Owusu-Ansah’s Ghanaian heritage swirls into this ethos. In 1957, Ghana became the first country in sub-Saharan Africa to claim its sovereignty from colonial occupiers and a founding power in the Non-Aligned Movement, which sought to dismantle imperialism on a global scale. During the struggle for independence, music turned into a powerful instrument for anti-colonial mobilisation, condensing political slogans and solidarity into charismatic folk grooves and ear-worm lyricism. Kolomashi, one genre of joyous, drum-based music popularised during the period, even took its name from a Ga phrase meaning “colonists must leave”.

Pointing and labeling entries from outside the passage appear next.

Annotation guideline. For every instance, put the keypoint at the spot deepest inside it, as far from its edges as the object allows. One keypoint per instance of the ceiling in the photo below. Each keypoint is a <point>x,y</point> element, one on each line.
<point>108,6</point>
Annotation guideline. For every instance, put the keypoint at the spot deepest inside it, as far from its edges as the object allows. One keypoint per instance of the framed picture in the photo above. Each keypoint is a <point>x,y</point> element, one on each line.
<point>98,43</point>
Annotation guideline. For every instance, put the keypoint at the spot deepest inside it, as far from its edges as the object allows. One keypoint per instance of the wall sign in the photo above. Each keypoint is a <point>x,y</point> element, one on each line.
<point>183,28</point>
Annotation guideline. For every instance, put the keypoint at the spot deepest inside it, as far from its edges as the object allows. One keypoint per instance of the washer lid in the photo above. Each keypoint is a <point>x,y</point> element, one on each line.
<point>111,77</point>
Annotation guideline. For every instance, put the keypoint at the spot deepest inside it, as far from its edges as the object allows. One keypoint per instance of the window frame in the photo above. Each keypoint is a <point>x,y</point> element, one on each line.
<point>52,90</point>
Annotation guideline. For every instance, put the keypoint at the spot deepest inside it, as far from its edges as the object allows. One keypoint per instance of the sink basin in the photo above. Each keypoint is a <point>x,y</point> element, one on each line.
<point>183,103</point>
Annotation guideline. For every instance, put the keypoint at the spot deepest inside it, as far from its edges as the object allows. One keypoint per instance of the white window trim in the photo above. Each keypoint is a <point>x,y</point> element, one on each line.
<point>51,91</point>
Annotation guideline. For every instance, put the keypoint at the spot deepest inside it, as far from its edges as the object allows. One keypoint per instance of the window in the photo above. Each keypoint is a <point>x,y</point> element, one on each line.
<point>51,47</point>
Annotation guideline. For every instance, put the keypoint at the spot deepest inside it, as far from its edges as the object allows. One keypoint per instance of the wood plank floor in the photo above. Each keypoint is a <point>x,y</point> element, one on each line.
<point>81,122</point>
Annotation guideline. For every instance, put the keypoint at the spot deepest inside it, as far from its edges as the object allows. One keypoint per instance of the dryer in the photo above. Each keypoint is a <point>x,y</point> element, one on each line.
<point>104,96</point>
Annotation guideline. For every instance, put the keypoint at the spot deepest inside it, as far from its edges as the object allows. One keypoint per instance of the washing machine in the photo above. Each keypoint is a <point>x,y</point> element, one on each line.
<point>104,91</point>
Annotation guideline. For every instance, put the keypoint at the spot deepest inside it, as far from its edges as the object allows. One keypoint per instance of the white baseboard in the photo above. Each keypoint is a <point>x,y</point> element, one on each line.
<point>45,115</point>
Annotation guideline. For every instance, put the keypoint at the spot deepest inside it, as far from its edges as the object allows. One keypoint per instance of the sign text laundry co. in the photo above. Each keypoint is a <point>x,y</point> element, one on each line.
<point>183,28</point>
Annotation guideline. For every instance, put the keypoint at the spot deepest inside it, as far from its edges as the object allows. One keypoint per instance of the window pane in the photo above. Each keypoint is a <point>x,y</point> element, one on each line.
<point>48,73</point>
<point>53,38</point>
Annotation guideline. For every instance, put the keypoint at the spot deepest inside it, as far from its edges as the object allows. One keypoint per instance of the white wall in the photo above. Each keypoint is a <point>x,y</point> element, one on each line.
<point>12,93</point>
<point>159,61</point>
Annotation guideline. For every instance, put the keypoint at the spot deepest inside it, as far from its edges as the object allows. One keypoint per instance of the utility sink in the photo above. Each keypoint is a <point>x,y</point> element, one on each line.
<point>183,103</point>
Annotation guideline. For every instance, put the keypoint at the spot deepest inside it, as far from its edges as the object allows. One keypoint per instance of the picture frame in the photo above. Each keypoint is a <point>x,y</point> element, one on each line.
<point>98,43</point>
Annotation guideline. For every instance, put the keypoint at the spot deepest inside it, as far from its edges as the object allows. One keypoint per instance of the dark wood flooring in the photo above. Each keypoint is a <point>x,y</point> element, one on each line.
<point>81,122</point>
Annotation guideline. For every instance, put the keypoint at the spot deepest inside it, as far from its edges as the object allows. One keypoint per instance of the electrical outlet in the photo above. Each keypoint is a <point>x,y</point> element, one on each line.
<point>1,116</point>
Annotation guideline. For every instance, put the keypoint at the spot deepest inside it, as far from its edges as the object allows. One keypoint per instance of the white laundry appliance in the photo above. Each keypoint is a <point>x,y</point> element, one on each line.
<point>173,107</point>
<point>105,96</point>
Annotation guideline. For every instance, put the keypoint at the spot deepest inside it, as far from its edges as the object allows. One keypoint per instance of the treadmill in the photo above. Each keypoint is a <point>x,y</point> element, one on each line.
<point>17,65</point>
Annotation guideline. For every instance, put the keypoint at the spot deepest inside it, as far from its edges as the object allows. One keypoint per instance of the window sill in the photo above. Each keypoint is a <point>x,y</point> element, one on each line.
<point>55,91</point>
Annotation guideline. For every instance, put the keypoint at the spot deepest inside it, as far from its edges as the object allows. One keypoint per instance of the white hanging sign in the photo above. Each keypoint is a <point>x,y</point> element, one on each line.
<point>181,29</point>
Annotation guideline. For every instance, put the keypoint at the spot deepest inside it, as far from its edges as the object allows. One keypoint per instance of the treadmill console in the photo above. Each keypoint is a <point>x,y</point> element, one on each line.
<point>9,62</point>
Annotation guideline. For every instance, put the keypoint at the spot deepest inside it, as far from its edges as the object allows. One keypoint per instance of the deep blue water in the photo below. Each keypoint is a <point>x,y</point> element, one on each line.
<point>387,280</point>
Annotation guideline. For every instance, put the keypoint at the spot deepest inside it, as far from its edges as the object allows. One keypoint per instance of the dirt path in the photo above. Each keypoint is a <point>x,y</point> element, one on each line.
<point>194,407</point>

When Ghana did declare independence, the country’s government, led by freedom fighter Kwame Nkrumah, also announced a competition to design the new nation’s flag. The winning entry was by a 35-year-old schoolteacher and artist named Theodosia Okoh, featuring three stripes of red, gold and green to represent, respectively, the blood of those who fought for the country’s freedom, the mineral wealth of Ghana (once known as the Gold Coast) and its tropical vegetation; and a five-pointed star in its centre as a lodestar symbol of African emancipation.
It is from this national iconography that Owusu-Ansah, who returned to Ghana for the first time in 11 years while recording the album, settled on the idea of naming the project Redstar. Red for the blood of those spilled trying to fight the oppressive systems we are ensnared in today, and the star as an icon of rebellion, a glowing image to lead the way into a better tomorrow.“It wasn’t actually the plan to film in Ghana at the start,” he says. “In Ghana, everything felt so foreign, but it also felt like coming home. And it felt right [to film there]. Because the problems I’m talking about aren’t only issues happening in the West, or to people inhabiting the West. This is an album about the whole world.”